Now, with that said, the difference will help you adapt faster and make 1 off modifications to a Python program. And that's fine for a start to get writing. But try to learn from other projects the why behind the architecture and design decisions rather than the how behind the semantics of the language...
I know little Ruby, but here are a few bullet points about the things you mentioned:
nil, the value indicating lack of a value, would be None (note that you check for it like x is None or x is not None, not with == - or by coercion to boolean, see next point).
None, zero-esque numbers (0, 0.0, 0j (complex number)) and empty collections ([], {}, set(), the empty string "", etc.) are considered falsy, everything else is considered truthy.
For side effects, (for-)loop explicitly. For generating a new bunch of stuff without side-effects, use list comprehensions (or their relatives - generator expressions for lazy one-time iterators, dict/set comprehensions for the said collections).
Concerning looping: You have for, which operates on an iterable(! no counting), and while, which does what you would expect. The fromer is far more powerful, thanks to the extensive support for iterators. Not only nearly everything that can be an iterator instead of a list is an iterator (at least in Python 3 - in Python 2, you have both and the default is a list, sadly). The are numerous tools for working with iterators - zip iterates any number of iterables in parallel, enumerate gives you (index, item) (on any iterable, not just on lists), even slicing abritary (possibly large or infinite) iterables! I found that these make many many looping tasks much simpler. Needless to say, they integrate just fine with list comprehensions, generator expressions, etc.
In Ruby, instance variables and methods are completely unrelated, except when you explicitly relate them with attr_accessor or something like that.

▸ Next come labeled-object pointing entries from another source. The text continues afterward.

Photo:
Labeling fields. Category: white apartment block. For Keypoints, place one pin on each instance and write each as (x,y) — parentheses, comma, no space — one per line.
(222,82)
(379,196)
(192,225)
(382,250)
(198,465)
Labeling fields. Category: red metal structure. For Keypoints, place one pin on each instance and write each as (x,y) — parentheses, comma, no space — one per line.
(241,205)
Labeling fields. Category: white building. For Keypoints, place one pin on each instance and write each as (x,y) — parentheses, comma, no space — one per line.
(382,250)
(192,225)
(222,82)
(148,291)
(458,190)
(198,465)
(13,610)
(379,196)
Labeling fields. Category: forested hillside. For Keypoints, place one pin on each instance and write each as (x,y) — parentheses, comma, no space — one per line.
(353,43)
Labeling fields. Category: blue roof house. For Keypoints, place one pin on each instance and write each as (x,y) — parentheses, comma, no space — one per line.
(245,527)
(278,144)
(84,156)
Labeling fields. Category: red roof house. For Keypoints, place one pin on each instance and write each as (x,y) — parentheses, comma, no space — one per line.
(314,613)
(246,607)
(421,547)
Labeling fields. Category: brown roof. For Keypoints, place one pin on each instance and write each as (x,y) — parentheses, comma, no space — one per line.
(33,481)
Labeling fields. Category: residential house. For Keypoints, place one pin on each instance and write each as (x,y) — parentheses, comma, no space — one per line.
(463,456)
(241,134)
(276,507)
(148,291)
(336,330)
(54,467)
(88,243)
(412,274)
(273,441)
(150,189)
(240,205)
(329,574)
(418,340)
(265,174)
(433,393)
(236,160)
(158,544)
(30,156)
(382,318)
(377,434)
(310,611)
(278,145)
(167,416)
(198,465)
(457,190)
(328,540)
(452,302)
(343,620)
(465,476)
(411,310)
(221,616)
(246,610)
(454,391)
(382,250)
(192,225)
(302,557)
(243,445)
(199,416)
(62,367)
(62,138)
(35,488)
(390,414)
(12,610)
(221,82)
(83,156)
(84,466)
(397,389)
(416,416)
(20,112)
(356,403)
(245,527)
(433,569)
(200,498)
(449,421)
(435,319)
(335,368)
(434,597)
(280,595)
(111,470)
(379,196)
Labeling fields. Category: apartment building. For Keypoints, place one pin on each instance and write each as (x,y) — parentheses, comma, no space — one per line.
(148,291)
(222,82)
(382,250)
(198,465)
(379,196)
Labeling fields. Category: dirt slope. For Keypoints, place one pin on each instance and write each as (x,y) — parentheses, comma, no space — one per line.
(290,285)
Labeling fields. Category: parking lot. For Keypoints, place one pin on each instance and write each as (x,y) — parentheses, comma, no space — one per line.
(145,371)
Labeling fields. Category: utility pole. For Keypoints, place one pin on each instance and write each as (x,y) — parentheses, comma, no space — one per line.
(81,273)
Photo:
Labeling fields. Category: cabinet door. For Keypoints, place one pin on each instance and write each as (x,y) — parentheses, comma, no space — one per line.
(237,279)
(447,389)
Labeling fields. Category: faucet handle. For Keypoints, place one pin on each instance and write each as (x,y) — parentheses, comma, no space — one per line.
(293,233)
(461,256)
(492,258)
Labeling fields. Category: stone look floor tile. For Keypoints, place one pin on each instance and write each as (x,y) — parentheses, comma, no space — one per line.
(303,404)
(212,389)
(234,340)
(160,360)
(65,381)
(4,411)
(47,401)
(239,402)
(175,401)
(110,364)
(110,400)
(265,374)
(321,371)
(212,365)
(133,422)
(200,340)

In Python, methods are just a special class of attribute: one that is executable.
So for example:
>>> class foo:
... x = 5
... def y(): pass
...
>>> f = foo()
>>> type(f.x)
<type 'int'>
>>> type(f.y)
<type 'instancemethod'>
That difference has a lot of implications, like for example that referring to f.x refers to the method object, rather than calling it. Also, as you can see, f.x is public by default, whereas in Ruby, instance variables are private by default.